Satan is powerful, and he takes advantage of us when we are vulnerable; Therefore, we must be active in strengthening our spiritual weapons. No matter how hard I prayed, I could not shake the doubt and fear. Sometimes, you must rally up your prayer warriors alongside you and allow them to call out to God on your behalf. The following Sunday after that brutal week, a few of my dear friends, mentors, and prayer soldiers gathered by my side and did just that. They prayed for me. They rebuked the enemy and his stronghold. They prayed to Jesus that His mighty hand would wipe away any doubt and fear. They prayed blessings over my life. And you know what? God showed up. He did His part. He answered our prayers. The following week was drastically different. My spiritual weapons had been sharpened and I was ready, willing, able, and strong enough to fight. That next week through this very moment, I am strong and will not allow the enemy to win. I have also discovered a book that has been life-changing for me. I highly recommend it to anyone, including cancer patients, those afflicted with depression, or chronic downers. It’s called “Battlefield of the Mind” by Joyce Meyer. It’s seriously amazing. Believe it.

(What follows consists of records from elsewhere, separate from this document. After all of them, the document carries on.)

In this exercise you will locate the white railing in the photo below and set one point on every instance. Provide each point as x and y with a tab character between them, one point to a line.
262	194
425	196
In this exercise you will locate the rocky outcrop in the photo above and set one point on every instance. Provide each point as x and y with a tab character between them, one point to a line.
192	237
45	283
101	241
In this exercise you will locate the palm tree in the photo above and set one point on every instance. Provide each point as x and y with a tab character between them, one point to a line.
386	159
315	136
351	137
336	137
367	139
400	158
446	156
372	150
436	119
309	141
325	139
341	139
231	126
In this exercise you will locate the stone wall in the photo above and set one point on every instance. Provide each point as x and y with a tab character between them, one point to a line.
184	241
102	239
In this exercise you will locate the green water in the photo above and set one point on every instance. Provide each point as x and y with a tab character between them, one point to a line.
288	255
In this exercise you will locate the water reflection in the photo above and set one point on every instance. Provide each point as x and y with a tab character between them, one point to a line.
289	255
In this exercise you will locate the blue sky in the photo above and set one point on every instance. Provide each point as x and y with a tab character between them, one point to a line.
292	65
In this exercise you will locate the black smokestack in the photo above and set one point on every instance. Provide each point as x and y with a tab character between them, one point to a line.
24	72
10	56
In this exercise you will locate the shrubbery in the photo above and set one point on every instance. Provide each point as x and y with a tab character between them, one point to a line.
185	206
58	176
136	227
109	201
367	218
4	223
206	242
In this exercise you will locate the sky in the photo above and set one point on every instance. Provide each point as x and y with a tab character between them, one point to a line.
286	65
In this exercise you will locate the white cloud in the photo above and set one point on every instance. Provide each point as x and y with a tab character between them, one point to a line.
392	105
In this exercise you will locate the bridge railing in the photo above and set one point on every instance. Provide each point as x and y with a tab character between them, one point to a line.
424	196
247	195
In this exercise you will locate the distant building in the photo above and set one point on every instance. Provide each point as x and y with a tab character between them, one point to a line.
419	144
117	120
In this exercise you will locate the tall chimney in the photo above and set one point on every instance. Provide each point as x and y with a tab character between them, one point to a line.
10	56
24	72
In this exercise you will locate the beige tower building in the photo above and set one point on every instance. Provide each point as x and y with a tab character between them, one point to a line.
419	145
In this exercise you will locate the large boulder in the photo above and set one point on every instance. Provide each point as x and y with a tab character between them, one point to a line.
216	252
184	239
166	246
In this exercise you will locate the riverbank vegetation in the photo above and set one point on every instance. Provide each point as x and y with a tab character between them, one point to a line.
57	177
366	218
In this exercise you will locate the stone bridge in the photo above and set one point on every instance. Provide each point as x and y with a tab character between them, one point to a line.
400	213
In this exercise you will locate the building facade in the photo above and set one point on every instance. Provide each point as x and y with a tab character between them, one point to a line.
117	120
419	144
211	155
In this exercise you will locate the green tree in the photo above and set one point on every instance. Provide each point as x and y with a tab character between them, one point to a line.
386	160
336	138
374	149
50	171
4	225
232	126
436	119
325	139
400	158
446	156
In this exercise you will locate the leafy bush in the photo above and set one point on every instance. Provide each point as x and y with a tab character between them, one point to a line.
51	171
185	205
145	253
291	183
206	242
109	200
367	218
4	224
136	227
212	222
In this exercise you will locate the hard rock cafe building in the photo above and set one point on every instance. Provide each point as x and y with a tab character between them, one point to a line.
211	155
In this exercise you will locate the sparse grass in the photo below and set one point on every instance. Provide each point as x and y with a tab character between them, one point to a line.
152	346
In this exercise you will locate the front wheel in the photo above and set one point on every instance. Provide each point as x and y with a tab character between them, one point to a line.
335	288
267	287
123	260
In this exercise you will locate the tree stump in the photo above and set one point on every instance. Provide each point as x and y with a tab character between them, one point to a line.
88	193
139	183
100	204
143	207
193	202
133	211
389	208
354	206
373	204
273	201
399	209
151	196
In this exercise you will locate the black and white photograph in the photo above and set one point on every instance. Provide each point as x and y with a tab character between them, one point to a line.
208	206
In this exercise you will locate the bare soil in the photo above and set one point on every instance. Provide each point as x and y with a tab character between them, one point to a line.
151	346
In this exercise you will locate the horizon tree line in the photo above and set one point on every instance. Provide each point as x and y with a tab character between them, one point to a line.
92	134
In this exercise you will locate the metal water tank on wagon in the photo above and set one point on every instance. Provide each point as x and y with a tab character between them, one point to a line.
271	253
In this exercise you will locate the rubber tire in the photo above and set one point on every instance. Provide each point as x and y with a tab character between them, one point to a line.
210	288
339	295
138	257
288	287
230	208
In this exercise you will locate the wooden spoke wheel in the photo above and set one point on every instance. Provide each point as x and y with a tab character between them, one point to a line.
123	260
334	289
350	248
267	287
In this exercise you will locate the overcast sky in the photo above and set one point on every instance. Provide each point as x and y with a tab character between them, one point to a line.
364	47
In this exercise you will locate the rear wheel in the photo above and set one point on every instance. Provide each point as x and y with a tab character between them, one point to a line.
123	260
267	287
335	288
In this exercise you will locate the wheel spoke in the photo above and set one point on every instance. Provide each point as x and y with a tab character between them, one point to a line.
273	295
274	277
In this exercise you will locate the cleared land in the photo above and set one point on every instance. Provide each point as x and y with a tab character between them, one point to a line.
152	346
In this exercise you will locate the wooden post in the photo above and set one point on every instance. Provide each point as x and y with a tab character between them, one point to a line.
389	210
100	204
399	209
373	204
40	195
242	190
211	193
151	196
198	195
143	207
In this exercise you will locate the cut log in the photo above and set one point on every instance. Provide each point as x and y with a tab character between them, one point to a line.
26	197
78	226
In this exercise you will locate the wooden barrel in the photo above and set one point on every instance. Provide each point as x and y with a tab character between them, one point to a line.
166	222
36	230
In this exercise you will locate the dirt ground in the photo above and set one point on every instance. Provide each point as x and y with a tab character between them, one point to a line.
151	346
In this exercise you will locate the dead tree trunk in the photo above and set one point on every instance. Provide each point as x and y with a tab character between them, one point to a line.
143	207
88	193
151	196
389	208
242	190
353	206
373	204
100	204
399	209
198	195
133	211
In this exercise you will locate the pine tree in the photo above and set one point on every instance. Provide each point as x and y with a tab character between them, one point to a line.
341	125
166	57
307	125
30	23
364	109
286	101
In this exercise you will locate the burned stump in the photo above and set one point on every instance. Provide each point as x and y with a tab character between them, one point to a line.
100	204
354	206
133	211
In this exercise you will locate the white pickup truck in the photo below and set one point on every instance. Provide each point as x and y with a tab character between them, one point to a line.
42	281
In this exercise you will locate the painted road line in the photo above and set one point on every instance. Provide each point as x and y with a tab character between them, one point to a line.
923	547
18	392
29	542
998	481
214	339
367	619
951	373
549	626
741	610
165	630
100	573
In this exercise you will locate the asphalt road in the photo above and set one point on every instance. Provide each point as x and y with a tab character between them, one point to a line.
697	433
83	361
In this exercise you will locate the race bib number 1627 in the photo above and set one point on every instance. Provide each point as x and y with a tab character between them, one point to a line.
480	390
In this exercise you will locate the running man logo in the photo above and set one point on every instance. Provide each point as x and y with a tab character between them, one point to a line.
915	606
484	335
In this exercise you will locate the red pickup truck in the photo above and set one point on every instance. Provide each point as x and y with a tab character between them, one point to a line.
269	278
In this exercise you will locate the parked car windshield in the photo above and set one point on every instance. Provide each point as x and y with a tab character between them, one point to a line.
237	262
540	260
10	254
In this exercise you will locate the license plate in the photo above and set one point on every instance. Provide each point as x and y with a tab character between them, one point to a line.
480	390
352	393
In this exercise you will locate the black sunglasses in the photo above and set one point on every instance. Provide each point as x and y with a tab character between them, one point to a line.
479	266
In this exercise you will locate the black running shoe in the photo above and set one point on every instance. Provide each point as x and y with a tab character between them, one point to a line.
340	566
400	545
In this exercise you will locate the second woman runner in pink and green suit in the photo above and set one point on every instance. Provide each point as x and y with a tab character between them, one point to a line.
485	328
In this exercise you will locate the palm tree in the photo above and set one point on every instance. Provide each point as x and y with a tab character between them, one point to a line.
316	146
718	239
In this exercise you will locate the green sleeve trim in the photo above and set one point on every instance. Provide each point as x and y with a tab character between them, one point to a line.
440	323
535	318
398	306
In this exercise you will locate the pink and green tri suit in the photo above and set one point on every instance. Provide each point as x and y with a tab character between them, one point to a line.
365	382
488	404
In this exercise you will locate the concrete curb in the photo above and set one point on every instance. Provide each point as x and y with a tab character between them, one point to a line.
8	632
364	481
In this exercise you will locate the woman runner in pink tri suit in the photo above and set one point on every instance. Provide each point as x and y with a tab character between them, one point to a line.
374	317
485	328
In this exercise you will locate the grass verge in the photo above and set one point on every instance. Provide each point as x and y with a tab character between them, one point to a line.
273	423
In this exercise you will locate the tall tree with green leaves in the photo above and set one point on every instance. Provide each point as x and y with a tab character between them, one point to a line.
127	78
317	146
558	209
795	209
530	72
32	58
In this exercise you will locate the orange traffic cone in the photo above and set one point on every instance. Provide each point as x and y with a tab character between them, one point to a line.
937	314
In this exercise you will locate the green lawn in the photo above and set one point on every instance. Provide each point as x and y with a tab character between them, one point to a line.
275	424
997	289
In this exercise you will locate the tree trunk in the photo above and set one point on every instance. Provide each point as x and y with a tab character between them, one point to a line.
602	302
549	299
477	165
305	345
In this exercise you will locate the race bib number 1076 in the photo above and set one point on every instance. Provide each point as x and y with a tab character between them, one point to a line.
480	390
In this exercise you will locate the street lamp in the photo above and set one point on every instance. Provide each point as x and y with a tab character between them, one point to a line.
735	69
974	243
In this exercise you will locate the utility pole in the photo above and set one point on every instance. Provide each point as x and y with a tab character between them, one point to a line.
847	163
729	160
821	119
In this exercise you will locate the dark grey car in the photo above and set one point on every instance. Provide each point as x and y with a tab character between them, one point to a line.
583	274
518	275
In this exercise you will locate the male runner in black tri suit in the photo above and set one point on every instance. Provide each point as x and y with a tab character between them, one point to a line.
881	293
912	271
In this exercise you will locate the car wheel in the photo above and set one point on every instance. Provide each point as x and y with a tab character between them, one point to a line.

Here’s some truth: I am not afraid. I am not alone. And, with God, I am victorious.
Ephesians 6:10-18 (The Message)
“And that about wraps it up. God is strong, and he wants you strong. So take everything the Master has set out for you, well-made weapons of the best materials. And put them to use so you will be able to stand up to everything the Devil throws your way. This is no afternoon athletic contest that we’ll walk away from and forget about in a couple of hours. This is for keeps, a life-or-death fight to the finish against the Devil and all his angels. Be prepared. You’re up against far more than you can handle on your own. Take all the help you can get, every weapon God has issued, so that when it’s all over but the shouting you’ll still be on your feet. Truth, righteousness, peace, faith, and salvation are more than words. Learn how to apply them. You’ll need them throughout your life. God’s Word is an indispensable weapon. In the same way, prayer is essential in this ongoing warfare. Pray hard and long. Pray for your brothers and sisters. Keep your eyes open. Keep each other’s spirits up so that no one falls behind or drops out.”